In that 2007 campaign, England were called the worst defending champions in history after losing 36-0 to South Africa in the group stages, but still reached the final. After the 2011 debacle, one report noted “senior players behaving like they were owed something and leading drinking games. There was also, alarmingly, a culture where it was not cool to train hard”. For England to sink so low on the great Martin Johnson’s watch was a shock that required radical corrective action. And Lancaster has taken those steps, offering the public every reason to get behind the team in this first daunting test and into deepest autumn.
Wilkinson, too, can feel his stomach tightening: “In terms of the anxiety I do feel a bit more for them. You open up the tournament on the day of the opening ceremony against a team who come in that unfortunate bracket of being very, very good – but with a consensus that doesn’t give Fiji the respect [they deserve].
“England will be giving them all the respect. But there’s a mismatch in terms of general expectation. They’ll want to get past this quickly, and see it as a job well done. It’s not like a Wales or Australia, a big group game, but it’s certainly not one where people should be thinking, ‘This should be a good game for England’. It’s a tough game and it’s the first one.
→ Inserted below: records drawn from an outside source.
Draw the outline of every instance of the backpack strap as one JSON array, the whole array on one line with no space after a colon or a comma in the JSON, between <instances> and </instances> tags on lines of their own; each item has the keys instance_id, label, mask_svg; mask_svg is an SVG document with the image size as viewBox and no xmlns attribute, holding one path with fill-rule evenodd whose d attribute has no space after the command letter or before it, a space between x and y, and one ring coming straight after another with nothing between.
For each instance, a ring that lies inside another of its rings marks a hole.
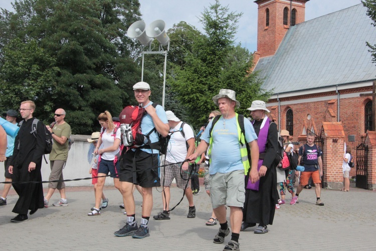
<instances>
[{"instance_id":1,"label":"backpack strap","mask_svg":"<svg viewBox=\"0 0 376 251\"><path fill-rule=\"evenodd\" d=\"M38 130L38 122L39 119L38 118L34 118L33 120L33 124L32 124L32 131L30 132L31 134L33 134L34 137L37 138L37 130Z\"/></svg>"},{"instance_id":2,"label":"backpack strap","mask_svg":"<svg viewBox=\"0 0 376 251\"><path fill-rule=\"evenodd\" d=\"M212 122L212 127L210 128L210 130L209 130L209 138L211 138L212 137L212 131L213 131L213 129L214 127L214 125L216 124L216 123L217 123L217 121L219 120L221 116L222 116L222 115L217 115L213 119L213 122Z\"/></svg>"}]
</instances>

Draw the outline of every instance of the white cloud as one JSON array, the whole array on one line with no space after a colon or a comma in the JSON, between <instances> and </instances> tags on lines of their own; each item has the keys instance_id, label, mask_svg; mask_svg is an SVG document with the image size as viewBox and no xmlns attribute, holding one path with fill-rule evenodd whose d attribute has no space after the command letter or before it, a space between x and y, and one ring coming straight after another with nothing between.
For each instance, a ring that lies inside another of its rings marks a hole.
<instances>
[{"instance_id":1,"label":"white cloud","mask_svg":"<svg viewBox=\"0 0 376 251\"><path fill-rule=\"evenodd\" d=\"M1 0L0 7L12 10L11 0ZM215 0L139 0L142 19L147 25L157 19L164 20L166 29L174 24L185 21L202 30L199 17L205 7L215 3ZM239 30L236 42L241 42L250 52L256 51L257 44L257 5L254 0L220 0L230 11L243 12L238 24ZM360 0L310 0L305 7L305 20L342 10L360 3Z\"/></svg>"}]
</instances>

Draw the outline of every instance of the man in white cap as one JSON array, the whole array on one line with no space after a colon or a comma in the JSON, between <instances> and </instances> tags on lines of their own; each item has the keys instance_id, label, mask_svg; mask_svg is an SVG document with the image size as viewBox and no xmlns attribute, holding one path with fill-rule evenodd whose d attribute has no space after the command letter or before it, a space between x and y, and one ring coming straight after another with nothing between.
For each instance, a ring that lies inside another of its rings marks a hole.
<instances>
[{"instance_id":1,"label":"man in white cap","mask_svg":"<svg viewBox=\"0 0 376 251\"><path fill-rule=\"evenodd\" d=\"M183 123L171 111L166 111L166 115L170 128L169 134L171 138L168 141L163 164L166 166L161 168L160 170L160 182L163 186L163 192L162 193L163 210L153 216L153 218L156 220L170 219L168 211L170 187L174 178L176 180L176 186L185 190L185 196L190 207L187 218L195 218L196 217L196 208L193 203L193 193L190 182L189 182L187 185L186 184L187 181L190 179L189 163L184 162L181 166L182 170L180 170L179 163L187 159L195 152L195 135L190 125ZM187 185L186 188L185 185Z\"/></svg>"},{"instance_id":2,"label":"man in white cap","mask_svg":"<svg viewBox=\"0 0 376 251\"><path fill-rule=\"evenodd\" d=\"M149 84L139 82L133 85L133 90L138 104L146 111L141 122L142 134L149 135L151 144L157 143L158 134L165 137L169 131L166 112L161 106L153 105L149 99L151 93ZM124 154L119 178L127 212L127 223L114 233L115 235L132 236L137 238L150 236L147 223L153 208L152 189L160 186L158 172L159 152L158 149L143 145L138 148L129 149ZM139 227L137 227L135 219L134 184L142 188L142 214Z\"/></svg>"},{"instance_id":3,"label":"man in white cap","mask_svg":"<svg viewBox=\"0 0 376 251\"><path fill-rule=\"evenodd\" d=\"M64 181L53 182L54 180L64 180L63 169L68 160L69 151L69 138L71 137L71 126L65 121L66 112L64 109L59 108L55 111L55 122L51 126L47 126L47 130L51 133L54 144L50 154L50 165L51 172L48 178L48 191L44 198L45 207L48 207L48 201L57 189L60 194L60 199L52 205L54 206L67 206L68 200L65 194L65 183Z\"/></svg>"},{"instance_id":4,"label":"man in white cap","mask_svg":"<svg viewBox=\"0 0 376 251\"><path fill-rule=\"evenodd\" d=\"M273 223L275 205L279 198L276 187L278 163L274 161L278 149L278 132L277 124L265 114L269 110L265 102L255 100L247 109L251 111L254 119L252 123L258 137L260 154L257 168L260 181L255 186L247 187L246 189L242 230L258 223L255 233L265 233L268 231L267 225Z\"/></svg>"},{"instance_id":5,"label":"man in white cap","mask_svg":"<svg viewBox=\"0 0 376 251\"><path fill-rule=\"evenodd\" d=\"M221 225L213 242L223 243L225 237L230 233L226 220L227 205L230 208L232 234L231 240L224 250L239 250L242 208L245 194L244 175L250 172L249 182L255 183L259 178L257 169L259 157L257 137L249 120L235 112L235 108L238 108L240 104L235 98L235 91L222 89L219 94L213 97L212 100L218 106L222 115L218 119L210 121L201 137L202 140L196 153L189 159L192 162L194 162L197 156L209 148L212 204ZM244 121L244 132L242 132L240 119ZM214 122L215 120L216 122ZM250 148L251 167L247 144Z\"/></svg>"}]
</instances>

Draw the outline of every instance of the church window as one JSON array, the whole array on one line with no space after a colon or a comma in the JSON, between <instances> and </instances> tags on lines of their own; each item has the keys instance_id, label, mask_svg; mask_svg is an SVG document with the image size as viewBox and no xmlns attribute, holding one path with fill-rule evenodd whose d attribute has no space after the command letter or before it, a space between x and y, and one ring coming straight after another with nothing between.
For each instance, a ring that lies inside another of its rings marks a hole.
<instances>
[{"instance_id":1,"label":"church window","mask_svg":"<svg viewBox=\"0 0 376 251\"><path fill-rule=\"evenodd\" d=\"M293 119L292 110L289 109L286 113L286 130L289 131L290 136L294 135Z\"/></svg>"},{"instance_id":2,"label":"church window","mask_svg":"<svg viewBox=\"0 0 376 251\"><path fill-rule=\"evenodd\" d=\"M283 9L283 25L288 25L289 9L285 7Z\"/></svg>"},{"instance_id":3,"label":"church window","mask_svg":"<svg viewBox=\"0 0 376 251\"><path fill-rule=\"evenodd\" d=\"M364 107L364 133L372 130L372 101L369 101Z\"/></svg>"}]
</instances>

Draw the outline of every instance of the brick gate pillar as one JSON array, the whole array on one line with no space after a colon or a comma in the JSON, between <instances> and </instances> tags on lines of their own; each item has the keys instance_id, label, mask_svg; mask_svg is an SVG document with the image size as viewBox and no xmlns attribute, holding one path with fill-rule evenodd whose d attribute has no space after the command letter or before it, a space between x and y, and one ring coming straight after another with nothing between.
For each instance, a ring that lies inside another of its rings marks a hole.
<instances>
[{"instance_id":1,"label":"brick gate pillar","mask_svg":"<svg viewBox=\"0 0 376 251\"><path fill-rule=\"evenodd\" d=\"M340 190L343 182L342 157L345 139L342 123L323 122L322 132L324 186L328 189Z\"/></svg>"},{"instance_id":2,"label":"brick gate pillar","mask_svg":"<svg viewBox=\"0 0 376 251\"><path fill-rule=\"evenodd\" d=\"M376 190L376 132L367 131L365 145L368 146L368 189ZM355 149L356 150L356 149Z\"/></svg>"}]
</instances>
The guys will be drawing on each other for that real professionalism and that ruthless ‘get the job done and start the World Cup with a bang’.”
Talking to Wilkinson will always stir the deepest appreciation of what sport can do to, and for, people: its capacity to strike down, and to elevate. Nowhere is that dichotomy sharper than at a World Cup, which Wilkinson calls, in his own life, “the biggest of those mountains climbed”.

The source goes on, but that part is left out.